Tucson: Transportation

Approaching the City

Visitors arriving in Tucson by plane are greeted by the recently expanded Tucson International Airport, located a few miles south of the city. In January 2005 the airport completed a terminal expansion project allowing TIA to handle 7 million passengers in ticketing and baggage claim. A comprehensive master plan provides for even more development over 20 years to accommodate the area's rapidly growing needs and will include a runway relocation, additional runway, expanded passenger areas and terminal complex, as well as additional cargo, corporate and support facilities. Served by 12 major airlines, Tucson International provides daily flights to cities in the United States, Mexico, and abroad.

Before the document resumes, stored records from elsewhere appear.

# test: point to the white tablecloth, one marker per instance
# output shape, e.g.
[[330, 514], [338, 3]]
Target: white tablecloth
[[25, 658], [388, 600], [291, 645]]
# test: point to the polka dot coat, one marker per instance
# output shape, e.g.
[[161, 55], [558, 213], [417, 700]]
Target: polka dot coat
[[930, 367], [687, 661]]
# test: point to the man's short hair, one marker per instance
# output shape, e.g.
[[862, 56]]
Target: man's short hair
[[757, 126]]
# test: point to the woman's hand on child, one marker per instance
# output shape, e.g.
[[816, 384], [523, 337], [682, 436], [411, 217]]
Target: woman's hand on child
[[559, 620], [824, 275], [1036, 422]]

Principal highway routes into the city are Interstate 10, which runs between Los Angeles and El Paso and passes through downtown on a northwest-southeast axis, and Interstate 19, which originates at the Mexican border and merges with Interstate 10 in Tucson. Amtrak provides train service and Greyhound Trailways provides bus service.

Traveling in the City

Tucson, located in a narrow, elliptical valley, is laid out in a grid pattern. The city is essentially serviced by surface roads, which can be congested during rush hours. Some major cross-town roads may suddenly dead end, necessitating a switch to a roundabout route. Numbered streets south of Speedway Boulevard run east-west, and numbered avenues west of Euclid Avenue run north-south. Residential and commercial pockets are scattered throughout the city, which can cause confusion. Drivers should be aware that during rush hours, the center or left-turn lane on major east-west thoroughfares becomes a one-way traffic lane.

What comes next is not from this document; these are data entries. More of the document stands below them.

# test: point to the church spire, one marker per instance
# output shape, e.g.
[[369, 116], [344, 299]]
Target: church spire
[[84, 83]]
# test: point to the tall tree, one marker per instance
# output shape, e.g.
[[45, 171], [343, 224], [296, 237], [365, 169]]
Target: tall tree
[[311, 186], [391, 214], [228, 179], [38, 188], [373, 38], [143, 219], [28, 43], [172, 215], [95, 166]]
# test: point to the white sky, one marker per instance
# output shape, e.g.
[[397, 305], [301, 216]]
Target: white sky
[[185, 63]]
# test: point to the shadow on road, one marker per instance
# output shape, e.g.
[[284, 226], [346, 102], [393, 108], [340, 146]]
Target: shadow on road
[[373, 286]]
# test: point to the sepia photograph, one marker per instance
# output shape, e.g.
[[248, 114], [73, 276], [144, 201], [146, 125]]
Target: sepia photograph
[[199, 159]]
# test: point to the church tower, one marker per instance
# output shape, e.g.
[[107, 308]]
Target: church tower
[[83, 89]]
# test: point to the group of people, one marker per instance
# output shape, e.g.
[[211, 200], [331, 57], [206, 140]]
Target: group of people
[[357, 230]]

Tucson's public mass transit system, operated by Sun Tran Transit, provides service for 60,000 riders each day to major points within the city and the surrounding area, including the airport. Arizona has deregulated the ground transportation industry so that cab fare in Tucson is negotiable. The Old Pueblo Historic Trolley runs between the Fourth Ave Business District and the University of Arizona campus. Future expansion of the trolley will bring the line downtown to the Tucson Convention Center and the Rio Nuevo Development Area.